Principles of Political Economy (Second Edition 1836)[edit]

With Considerable Additions From The Author's Own Manuscript And An Original Memoir
  • Not many years had elapsed after the first edition of this work, when it became known to all with whom Mr. Malthus had the opportunity of communicating on the subject, or who were acquainted with his last publications, that his opinions on the subject of value had undergone some change.
    • Advertisement to the Second Edition, p. vii
  • It has been said, and perhaps with truth, that the conclusions of Political Economy partake more of the certainty of the stricter sciences than those of most of the other branches of human knowledge.
    • Book I, Introduction, p. 1
  • To minds of a certain cast there is nothing so captivating as simplification and generalization.
    • Book I, Introduction, p. 5
  • The first business of philosophy is to account for things as they are; and till our theories will do this, they ought not to be the ground of any practical conclusion.

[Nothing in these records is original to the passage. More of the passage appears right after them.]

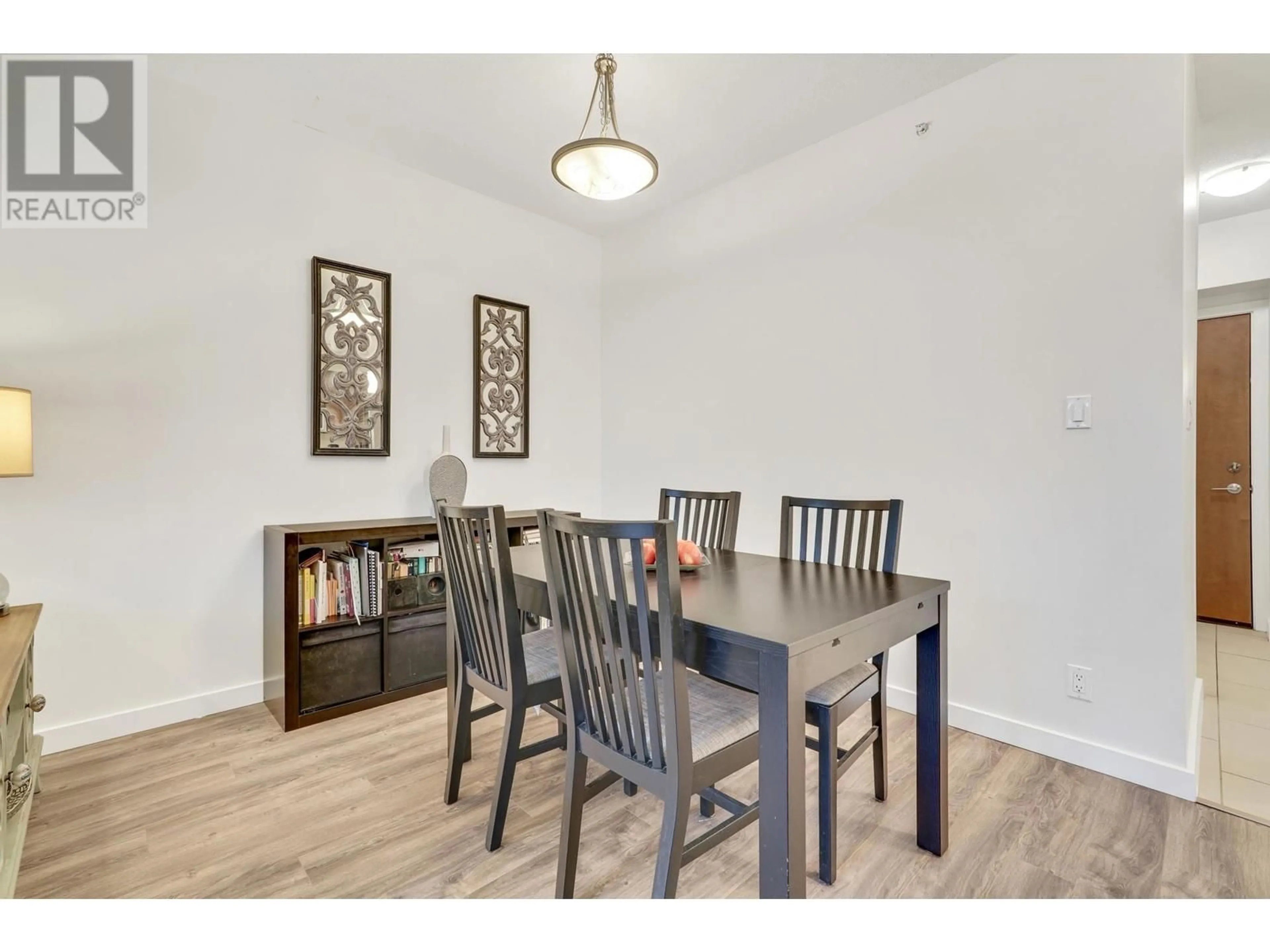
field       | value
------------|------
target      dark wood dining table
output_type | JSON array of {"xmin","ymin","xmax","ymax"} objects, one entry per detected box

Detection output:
[{"xmin": 452, "ymin": 546, "xmax": 949, "ymax": 897}]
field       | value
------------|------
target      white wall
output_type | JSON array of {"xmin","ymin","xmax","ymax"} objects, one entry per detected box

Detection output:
[
  {"xmin": 0, "ymin": 69, "xmax": 601, "ymax": 749},
  {"xmin": 603, "ymin": 56, "xmax": 1195, "ymax": 796},
  {"xmin": 1199, "ymin": 211, "xmax": 1270, "ymax": 288}
]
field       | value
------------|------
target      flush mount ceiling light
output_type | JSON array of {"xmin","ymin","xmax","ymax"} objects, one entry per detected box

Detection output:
[
  {"xmin": 1199, "ymin": 159, "xmax": 1270, "ymax": 198},
  {"xmin": 551, "ymin": 53, "xmax": 656, "ymax": 202}
]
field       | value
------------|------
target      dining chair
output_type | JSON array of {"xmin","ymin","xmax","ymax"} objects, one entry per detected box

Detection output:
[
  {"xmin": 437, "ymin": 505, "xmax": 565, "ymax": 851},
  {"xmin": 656, "ymin": 489, "xmax": 741, "ymax": 548},
  {"xmin": 538, "ymin": 510, "xmax": 758, "ymax": 899},
  {"xmin": 610, "ymin": 489, "xmax": 741, "ymax": 816},
  {"xmin": 780, "ymin": 496, "xmax": 904, "ymax": 885}
]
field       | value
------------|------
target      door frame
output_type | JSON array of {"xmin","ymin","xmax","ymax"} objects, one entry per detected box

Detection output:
[{"xmin": 1199, "ymin": 297, "xmax": 1270, "ymax": 631}]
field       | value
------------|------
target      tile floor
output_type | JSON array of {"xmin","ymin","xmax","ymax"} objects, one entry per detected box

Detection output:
[{"xmin": 1196, "ymin": 622, "xmax": 1270, "ymax": 822}]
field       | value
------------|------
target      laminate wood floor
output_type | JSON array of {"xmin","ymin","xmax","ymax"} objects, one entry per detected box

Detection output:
[{"xmin": 18, "ymin": 693, "xmax": 1270, "ymax": 897}]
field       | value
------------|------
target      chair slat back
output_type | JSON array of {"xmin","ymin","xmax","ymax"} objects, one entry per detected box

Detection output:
[
  {"xmin": 656, "ymin": 489, "xmax": 741, "ymax": 548},
  {"xmin": 538, "ymin": 510, "xmax": 692, "ymax": 772},
  {"xmin": 781, "ymin": 496, "xmax": 904, "ymax": 573},
  {"xmin": 437, "ymin": 505, "xmax": 525, "ymax": 691}
]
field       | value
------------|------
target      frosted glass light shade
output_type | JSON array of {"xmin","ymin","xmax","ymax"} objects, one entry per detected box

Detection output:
[
  {"xmin": 551, "ymin": 136, "xmax": 656, "ymax": 202},
  {"xmin": 0, "ymin": 387, "xmax": 34, "ymax": 476},
  {"xmin": 1199, "ymin": 161, "xmax": 1270, "ymax": 198}
]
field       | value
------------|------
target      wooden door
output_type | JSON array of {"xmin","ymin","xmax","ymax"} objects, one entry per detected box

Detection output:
[{"xmin": 1195, "ymin": 313, "xmax": 1252, "ymax": 624}]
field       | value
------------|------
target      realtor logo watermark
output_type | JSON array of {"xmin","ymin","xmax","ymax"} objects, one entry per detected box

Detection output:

    • Book I, Introduction, p. 8
  • The science of political economy is essentially practical, and applicable to the common business of human life. There are few branches of human knowledge where false views may do more harm, or just views more good.

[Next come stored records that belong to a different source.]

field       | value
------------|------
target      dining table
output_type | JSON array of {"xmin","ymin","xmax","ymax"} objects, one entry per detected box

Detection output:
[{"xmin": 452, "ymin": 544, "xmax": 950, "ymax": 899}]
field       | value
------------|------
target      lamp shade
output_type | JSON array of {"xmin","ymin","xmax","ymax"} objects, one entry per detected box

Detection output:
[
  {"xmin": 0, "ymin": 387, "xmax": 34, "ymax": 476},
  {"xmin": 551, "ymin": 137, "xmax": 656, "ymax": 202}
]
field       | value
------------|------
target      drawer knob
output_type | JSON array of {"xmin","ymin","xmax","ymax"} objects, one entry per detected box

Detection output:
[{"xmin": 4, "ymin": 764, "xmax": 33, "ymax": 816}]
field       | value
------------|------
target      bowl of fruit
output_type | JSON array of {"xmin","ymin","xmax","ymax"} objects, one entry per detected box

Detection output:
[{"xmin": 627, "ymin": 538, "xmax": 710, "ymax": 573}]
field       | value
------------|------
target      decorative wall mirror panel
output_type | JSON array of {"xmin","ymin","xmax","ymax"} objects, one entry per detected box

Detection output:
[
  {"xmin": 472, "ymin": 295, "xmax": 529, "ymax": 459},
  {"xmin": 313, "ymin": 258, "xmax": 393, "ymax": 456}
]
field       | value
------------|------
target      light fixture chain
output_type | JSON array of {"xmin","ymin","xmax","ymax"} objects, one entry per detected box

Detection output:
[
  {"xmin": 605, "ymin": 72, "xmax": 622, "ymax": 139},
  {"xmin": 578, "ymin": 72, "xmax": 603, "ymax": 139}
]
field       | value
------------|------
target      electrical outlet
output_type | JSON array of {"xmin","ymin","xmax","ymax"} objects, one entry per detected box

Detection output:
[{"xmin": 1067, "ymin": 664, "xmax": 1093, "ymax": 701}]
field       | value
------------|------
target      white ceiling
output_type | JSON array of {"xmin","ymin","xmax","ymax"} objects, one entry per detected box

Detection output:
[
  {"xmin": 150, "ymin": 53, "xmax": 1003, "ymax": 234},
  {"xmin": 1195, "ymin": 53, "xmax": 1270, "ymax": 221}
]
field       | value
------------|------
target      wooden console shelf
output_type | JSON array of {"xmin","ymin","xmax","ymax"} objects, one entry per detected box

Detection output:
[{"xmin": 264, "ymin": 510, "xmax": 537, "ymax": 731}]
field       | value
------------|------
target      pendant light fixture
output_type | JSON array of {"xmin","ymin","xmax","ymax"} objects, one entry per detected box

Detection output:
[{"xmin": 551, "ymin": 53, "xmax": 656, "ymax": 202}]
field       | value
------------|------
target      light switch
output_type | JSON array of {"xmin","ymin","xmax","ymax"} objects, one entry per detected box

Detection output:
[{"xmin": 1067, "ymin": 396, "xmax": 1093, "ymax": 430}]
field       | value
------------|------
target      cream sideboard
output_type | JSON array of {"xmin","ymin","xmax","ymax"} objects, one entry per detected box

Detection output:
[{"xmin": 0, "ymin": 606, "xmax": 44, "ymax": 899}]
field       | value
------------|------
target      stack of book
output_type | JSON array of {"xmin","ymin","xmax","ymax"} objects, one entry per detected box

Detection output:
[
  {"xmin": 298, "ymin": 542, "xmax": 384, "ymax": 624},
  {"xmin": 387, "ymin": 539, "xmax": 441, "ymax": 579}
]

    • Book I, Introduction, p. 9
  • The question is, what is saving?
    • Book I, Chapter I, Of The Definitions of Wealth and of Productive Labour, Section II, p. 40
  • Surely then some distinction between the different kinds of labour, with reference to their different effects on national wealth, must be admitted to be not only useful, but necessary; and if so, the question is what this distinction should be, and where the line between the different kinds of labour should be drawn.
    • Book I, Chapter I, Of The Definitions of Wealth and of Productive Labour, Section II, p. 43
  • To estimate the value of Newton's discoveries, or the delight communicated by Shakespeare and Milton, by the price at which their works have sold, would be but a poor measure of the degree in which they have elevated and enchanted their country; nor would it be less grovelling and incongruous to estimate the benefit which the country has derived from the Revolution of 1688, by the pay of the soldiers, and all other payments concerned in effecting it.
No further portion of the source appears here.